Klassische Homöopathie

Geschichte/Entdecker

 

Der deutsche Arzt, Chemiker und Apotheker Samuel Hahnemann (1755 – 1843) hat die Homöopathie vor ca. 250 Jahren entdeckt und zu einem vollständigen Therapieverfahren entwickelt.

 

Das Fundament, auf dem die Homöopathie aufbaut, ist das Ähnlichkeits-

prinzip:

„Similia similibus curentur“ oder „Ähnliches wird durch Ähnliches geheilt“

 

Das Ähnlichkeitsprinzip der Homöopathie kannten bereits der griechische Arzt Hippokrates (4600 – 3700 v. Chr.) und der deutsche Arzt und Naturphilosoph Paracelsus (1493 – 1541).

 

Für Dr. Hahnemann war es wichtig, dass alle Aspekte des Menschen berücksichtigt werden. Also, die körperlichen Beschwerden, die geistige und seelische Ebene und das gesamte Lebensumfeld des Patienten mit einbezogen werden.

 

 

Homöopathische Behandlung

 

Am Anfang der Behandlung wird eine ausführliche Anamnese = (Krankheitsgeschichte) erhoben. Diese dauert in der Regel ca. 1 ½ bis 2 Stunden. Hierbei werden folgende Fragen gestellt.

 

- Gesundheitliche Beschwerden

- Allgemeines Befinden

- Soziales Umfeld, Familie, Freunde, Berufsfeld

- Oder nur ein spezielles Thema, das Ihnen am Herzen liegt

  und das für Sie wichtig ist 

 

 

Aufgrund der individuellen Angaben des Patienten wird das passende Konstitutionsmittel (Einzelmittel) verabreicht.

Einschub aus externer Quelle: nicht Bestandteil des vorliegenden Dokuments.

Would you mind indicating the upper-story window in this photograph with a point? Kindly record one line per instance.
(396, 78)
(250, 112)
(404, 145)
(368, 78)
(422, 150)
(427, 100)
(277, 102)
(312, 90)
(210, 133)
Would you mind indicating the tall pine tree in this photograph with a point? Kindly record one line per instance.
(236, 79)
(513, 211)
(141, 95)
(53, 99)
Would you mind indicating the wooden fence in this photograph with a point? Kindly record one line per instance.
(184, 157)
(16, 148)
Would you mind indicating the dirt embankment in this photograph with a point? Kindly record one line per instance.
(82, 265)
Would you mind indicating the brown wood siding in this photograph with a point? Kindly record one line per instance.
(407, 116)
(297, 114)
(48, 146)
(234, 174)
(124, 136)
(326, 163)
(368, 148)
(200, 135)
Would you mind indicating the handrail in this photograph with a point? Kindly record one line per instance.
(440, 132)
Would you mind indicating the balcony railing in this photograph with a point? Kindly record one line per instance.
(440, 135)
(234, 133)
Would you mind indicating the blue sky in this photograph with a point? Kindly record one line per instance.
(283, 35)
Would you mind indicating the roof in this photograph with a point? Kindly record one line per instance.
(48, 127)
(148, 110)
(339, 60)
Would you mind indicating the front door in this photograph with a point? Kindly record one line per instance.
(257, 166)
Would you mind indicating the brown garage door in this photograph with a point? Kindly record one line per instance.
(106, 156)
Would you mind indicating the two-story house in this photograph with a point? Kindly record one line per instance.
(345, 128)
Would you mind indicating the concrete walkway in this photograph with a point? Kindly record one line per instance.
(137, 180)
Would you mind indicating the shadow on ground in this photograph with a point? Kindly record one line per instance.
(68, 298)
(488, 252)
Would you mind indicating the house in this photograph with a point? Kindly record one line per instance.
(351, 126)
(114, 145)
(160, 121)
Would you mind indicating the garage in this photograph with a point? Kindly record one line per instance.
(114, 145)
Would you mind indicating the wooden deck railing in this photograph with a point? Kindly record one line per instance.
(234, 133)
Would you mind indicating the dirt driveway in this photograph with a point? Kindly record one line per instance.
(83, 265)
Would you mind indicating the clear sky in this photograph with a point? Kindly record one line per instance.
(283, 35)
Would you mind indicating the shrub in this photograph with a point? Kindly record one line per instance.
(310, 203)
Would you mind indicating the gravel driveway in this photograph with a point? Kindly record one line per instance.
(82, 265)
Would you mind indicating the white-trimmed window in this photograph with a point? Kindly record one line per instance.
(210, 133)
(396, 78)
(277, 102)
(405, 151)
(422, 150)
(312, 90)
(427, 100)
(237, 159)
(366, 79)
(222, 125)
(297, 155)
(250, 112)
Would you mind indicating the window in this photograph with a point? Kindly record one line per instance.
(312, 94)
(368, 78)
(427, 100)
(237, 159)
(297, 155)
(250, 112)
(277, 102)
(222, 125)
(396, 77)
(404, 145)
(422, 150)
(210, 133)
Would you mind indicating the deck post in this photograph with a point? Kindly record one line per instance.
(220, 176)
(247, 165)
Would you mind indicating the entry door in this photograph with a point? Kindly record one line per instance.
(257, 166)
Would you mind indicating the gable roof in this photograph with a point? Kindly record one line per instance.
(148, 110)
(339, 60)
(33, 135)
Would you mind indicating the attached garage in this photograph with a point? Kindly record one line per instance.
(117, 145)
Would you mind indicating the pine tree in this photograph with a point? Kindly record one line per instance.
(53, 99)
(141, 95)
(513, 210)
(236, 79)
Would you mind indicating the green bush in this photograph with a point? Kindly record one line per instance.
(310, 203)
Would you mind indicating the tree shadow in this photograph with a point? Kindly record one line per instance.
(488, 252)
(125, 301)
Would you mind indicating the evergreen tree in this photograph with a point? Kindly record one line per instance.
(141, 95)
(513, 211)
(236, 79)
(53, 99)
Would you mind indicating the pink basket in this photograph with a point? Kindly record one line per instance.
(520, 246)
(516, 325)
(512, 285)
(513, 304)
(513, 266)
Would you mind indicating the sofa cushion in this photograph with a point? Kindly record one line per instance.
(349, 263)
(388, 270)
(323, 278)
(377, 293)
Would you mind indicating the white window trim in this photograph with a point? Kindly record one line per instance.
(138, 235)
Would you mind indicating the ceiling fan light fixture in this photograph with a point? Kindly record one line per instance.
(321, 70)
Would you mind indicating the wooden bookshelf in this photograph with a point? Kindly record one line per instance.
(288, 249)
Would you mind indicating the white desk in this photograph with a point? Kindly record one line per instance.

Darreichungsform: Tropfen oder Globuli in der entsprechenden Potenz

 

Die Behandlungsdauer richtet sich nach Art der Beschwerden

 

 Erstreaktionen 

 

Es kann sein, dass es nach der Einnahme des homöopathischen Mittels zu

einer Erstreaktion kommt. Der Organismus reagiert auf das Mittel

und leitet die Selbstheiling ein.

 

Mit der klassischen Homöopathie kann eine Vielzahl an akuten und 

chronischen Krankheiten behandelt werden, zum Beispiel

 

- Depressive Verstimmungen

- allgemeinen Erschöpfungszuständen

- Anspannung/Stress

- Konzentrationsstörungen

- Kopfschmerzen

- Verdauungsprobleme

 

Ziel einer homöopathischen Behandlung

 

Die Homöopathie kann hier helfen, das innere Gleichgewicht wieder

herstellen und das man sich wieder besser fühlt.

 

Die Homöopathie kann jederzeit mit der Schulmedizin kombiniert werden.

 

Die Mitarbeit, das Vertrauen und die Selbstbeobachtung des Patienten

sind bei dieser Behandlung sehr wichtig.